Safe reopening of schools 'an urgent priority': WHO, Unicef officials

Jaehwa Bernardo, ABS-CBN News

Posted at Jun 14 2021 01:03 PM

Safe reopening of schools 'an urgent priority': WHO, Unicef officials 1
A student studying his learning module in his home in Manila, October 5, 2020. George Calvelo, ABS-CBN News/File

Regional directors of the World Health Organization (WHO) and United Nations Children's Fund (UNICEF) are pushing for the safe reopening of schools, joining the chorus of calls for the resumption of in-person learning even as the COVID-19 pandemic continues.

WHO Director for the Western Pacific Takeshi Kasai and UNICEF Regional Director for East Asia and the Pacific Karin Hulshof urged countries to use what is known about COVID-19 to work towards the safe reopening of schools.

"With the COVID-19 pandemic now well into its second year, safely reopening schools has become an urgent priority," Kasai and Hulshof said in a joint opinion piece recently published by Project Syndicate.

Kasai and Hulshof said primary schools, preschools and early childhood development centers are not "high-risk settings" for COVID-19 transmission, especially if safety measures are followed, noting that "children account for a very small proportion of confirmed COVID-19 cases."

"Children of primary-school age and younger are among the least likely cohorts to be infected. And even when they do contract COVID-19, they tend to have milder symptoms than adults," they said.
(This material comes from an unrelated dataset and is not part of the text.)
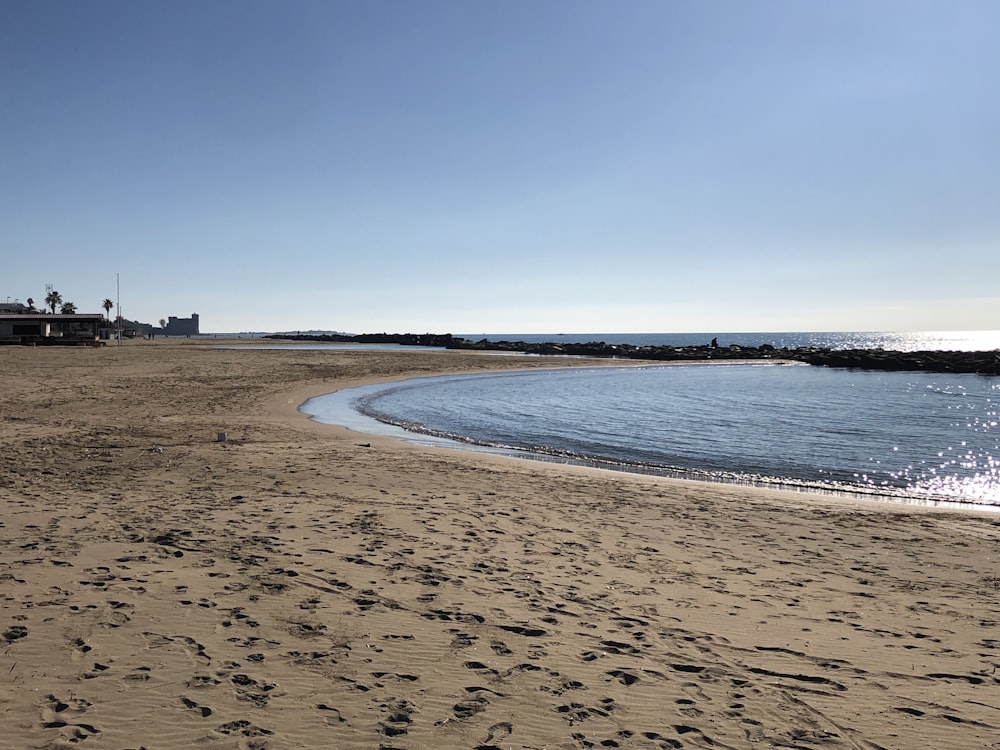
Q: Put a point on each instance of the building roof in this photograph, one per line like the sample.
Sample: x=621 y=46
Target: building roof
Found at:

Both officials, however, cautioned on the reopening of secondary schools, which they said "accounted for a higher number of outbreaks than primary schools."

Partial closures can be an option for secondary schools "but only as a last resort and for limited periods where community transmission is surging," they said.

Kasai and Hulshof said "there is no such thing as zero risk" against the disease, "but the risks are manageable with robust mitigation strategies."

The officials also urged policymakers to consider "local context" in resuming in-person classes, which include factors such as community transmission and a locality's capacity to respond to an increase in COVID-19 infections.

"In some places, health and education services will need additional resources to implement the necessary safety measures," they said.

The officials stressed that school reopening is not dependent on COVID-19 vaccines.

Kasai and Hulshof warned of the "grave" and "far-reaching" consequences of prolonged school closures on students' physical and mental health, skills attainment, and earning prospects.

Both said countries in developing Asia "should prepare for a reduction in the expected gains in reading and math skills for children in both preschool and primary school, as well as a wider achievement gap between disadvantaged children and their peers" because of the closures.

Last week, the Alliance of Concerned Teachers (ACT) in the Philippines urged the education and budget departments as well as Congress "to take concrete steps to enable the safe and limited reopening of schools as soon as possible in low-risk areas."

ACT also asked the agencies and lawmakers to "address the multiple gaps in the implementation of the government’s nationwide remote learning program."

"On top of improving the rate of immunization in the country, the Duterte government must give equal attention to putting in place ample measures that will allow limited face-to-face classes in areas with little to no COVID-19 cases," it said.

The Department of Education (DepEd) is pushing for the gradual resumption of in-person classes, awaiting only for President Rodrigo Duterte's go signal.

The agency planned to hold a dry run of limited face-to-face classes in select areas earlier this year but Duterte canceled this over fears of more contagious coronavirus variants.

Both the DepEd and the Commission on Higher Education have urged education workers to get vaccinated against COVID-19, which they believe will advance the chances of safely returning to schools.

The government has allowed select colleges and universities with medical and allied health programs to hold limited in-person classes to ensure that the country would not run out of health workers.